Dalam gerak perubahan itu, organisasi non pemerintah melihat bahwa aksi pemantauan pelaksanaan KHA menjadi kegiatan strategis. Ada 3 hal yang dipantau yaitu kewajiban untuk menghormati, kewajiban untuk melindungi dan kewajiban untuk memenuhi. Apakah negara memberikan perlindungan agar anak tidak dilanggar haknya oleh orang atau individu lain (termasuk orangtua sendiri) dan memberikan sanksi bagi setiap pelanggaran? Apakah negara sudah memberikan apa-apa yang diakui sebagai hak dalam ketentuan konvensi yang ada? Untuk itu kemudian dibangun instrumen-instrumen untuk memantau pelaksanaan pemenuhan hak anak dengan mengacu pada Konvensi Hak Anak. Melalui pemantauan ini bisa dikenali secara lebih terukur sejauh mana negara, perangkat dan aparatusnya sudah memenuhi hak anak di Indonesia. Meski demikian harus diakui bahwa praktik semacam ini masih sangat baru dilakukan di Indonesia.
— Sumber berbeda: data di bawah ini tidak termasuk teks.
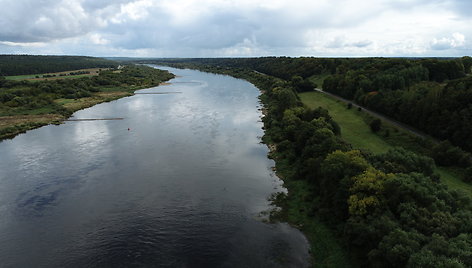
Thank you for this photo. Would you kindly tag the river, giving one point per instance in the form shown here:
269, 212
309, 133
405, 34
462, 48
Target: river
181, 181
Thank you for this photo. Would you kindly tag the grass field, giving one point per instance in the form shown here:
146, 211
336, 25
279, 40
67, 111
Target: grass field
356, 131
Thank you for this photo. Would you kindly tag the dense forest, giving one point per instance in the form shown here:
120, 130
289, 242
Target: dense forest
28, 64
390, 210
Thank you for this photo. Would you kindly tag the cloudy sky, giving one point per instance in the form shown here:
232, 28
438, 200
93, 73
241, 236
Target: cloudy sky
236, 28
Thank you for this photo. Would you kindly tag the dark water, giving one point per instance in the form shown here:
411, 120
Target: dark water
184, 187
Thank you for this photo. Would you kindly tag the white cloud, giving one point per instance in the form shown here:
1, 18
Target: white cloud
457, 40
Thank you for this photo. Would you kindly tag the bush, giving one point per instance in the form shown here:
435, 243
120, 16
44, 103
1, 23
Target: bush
375, 125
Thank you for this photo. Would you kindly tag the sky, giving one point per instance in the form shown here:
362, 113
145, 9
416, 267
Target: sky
237, 28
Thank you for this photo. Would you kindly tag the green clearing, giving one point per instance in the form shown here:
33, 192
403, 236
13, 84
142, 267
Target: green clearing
33, 78
356, 131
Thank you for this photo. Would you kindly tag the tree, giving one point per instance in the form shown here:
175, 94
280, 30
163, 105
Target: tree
375, 125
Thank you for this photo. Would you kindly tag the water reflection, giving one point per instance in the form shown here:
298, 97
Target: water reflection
182, 188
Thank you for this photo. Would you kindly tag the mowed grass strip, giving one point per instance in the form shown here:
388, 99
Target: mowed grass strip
353, 127
356, 131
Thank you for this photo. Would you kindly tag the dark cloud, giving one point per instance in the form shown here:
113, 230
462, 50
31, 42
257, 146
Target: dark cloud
210, 27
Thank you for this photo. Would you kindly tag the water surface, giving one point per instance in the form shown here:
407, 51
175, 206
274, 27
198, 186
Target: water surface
183, 187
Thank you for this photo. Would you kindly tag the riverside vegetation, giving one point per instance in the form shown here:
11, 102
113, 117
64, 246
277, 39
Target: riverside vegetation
26, 104
388, 209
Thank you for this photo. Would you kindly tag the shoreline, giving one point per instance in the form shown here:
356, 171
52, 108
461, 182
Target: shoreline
15, 125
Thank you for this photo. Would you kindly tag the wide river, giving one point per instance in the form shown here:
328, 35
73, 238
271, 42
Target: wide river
183, 187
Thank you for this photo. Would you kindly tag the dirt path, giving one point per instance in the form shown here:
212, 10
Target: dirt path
394, 122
Pertanyaannya: apakah kegiatan pemantauan ini bisa menjadi motor gerakan nasional untuk pemenuhan hak anak?
Aku malas, tidak tertarik dan tak mau habiskan energi mempelajari KHA. Terlalu detail taat azas mengupasnya dengan tekun sangatlah melelahkan jiwa. Aku menilai bahwa Gerakan Anak tahun 80-an akan menciptakan anak menjadi subjek di dunianya. Berani dan mampu secara kritis menerima/menolak nilai nilai konvensionil yang dititipkan oleh generasi sebelumnya. Mental seperti itu yang perlu disiapkan agar anak berhasil meraih masa depan. Dan, aku pikir Pendekatan Anak Berbasis Hak sesuai dengan Konvensi Hak Anak akan menghasilkan anak anak yang pasif.
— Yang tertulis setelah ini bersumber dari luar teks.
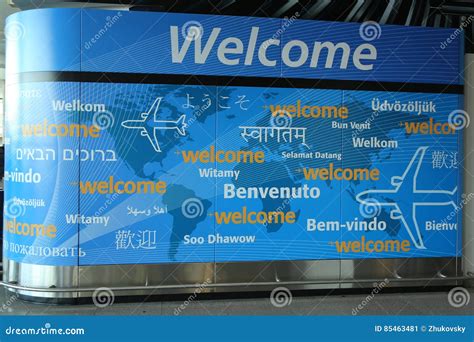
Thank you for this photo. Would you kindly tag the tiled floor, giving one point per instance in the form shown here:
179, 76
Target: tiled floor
413, 303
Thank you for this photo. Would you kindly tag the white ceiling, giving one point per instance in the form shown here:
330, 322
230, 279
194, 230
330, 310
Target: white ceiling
5, 11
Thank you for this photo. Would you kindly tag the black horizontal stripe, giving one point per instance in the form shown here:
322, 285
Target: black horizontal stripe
114, 77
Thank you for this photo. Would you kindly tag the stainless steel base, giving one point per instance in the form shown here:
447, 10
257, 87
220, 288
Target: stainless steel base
69, 282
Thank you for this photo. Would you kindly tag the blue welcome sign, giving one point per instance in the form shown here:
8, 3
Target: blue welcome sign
169, 138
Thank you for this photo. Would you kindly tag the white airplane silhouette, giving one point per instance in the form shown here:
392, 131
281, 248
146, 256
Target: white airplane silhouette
150, 125
405, 197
Tapi, ketika hal ini kuutarakan ke kawan muda aktifis anak di Jogyakarta, dikritiknya aku. Dengan medok jawa menyolok dan lemah lembut dia berkata: “Om Martin…Itu visi missi yang konvensional”. Sudah tidak sesuai lagi pada saat sekarang ini. Dan, tak ada lembaga dana yang mau mendukung misi visi seperti itu. Om Martin penganut pemikiran konvensional ya…Dia tersenyum mengelus pundakku seperti memberi kasih sayang kepada orang tuanya. Dia ngak tahu pada sisi lain aku gencar menghasut orang agar menganut sikap unkonvesionil (lawan dari konvensionil). Sekaligus mengkampanyekan cara nulis yang unkonvensionil.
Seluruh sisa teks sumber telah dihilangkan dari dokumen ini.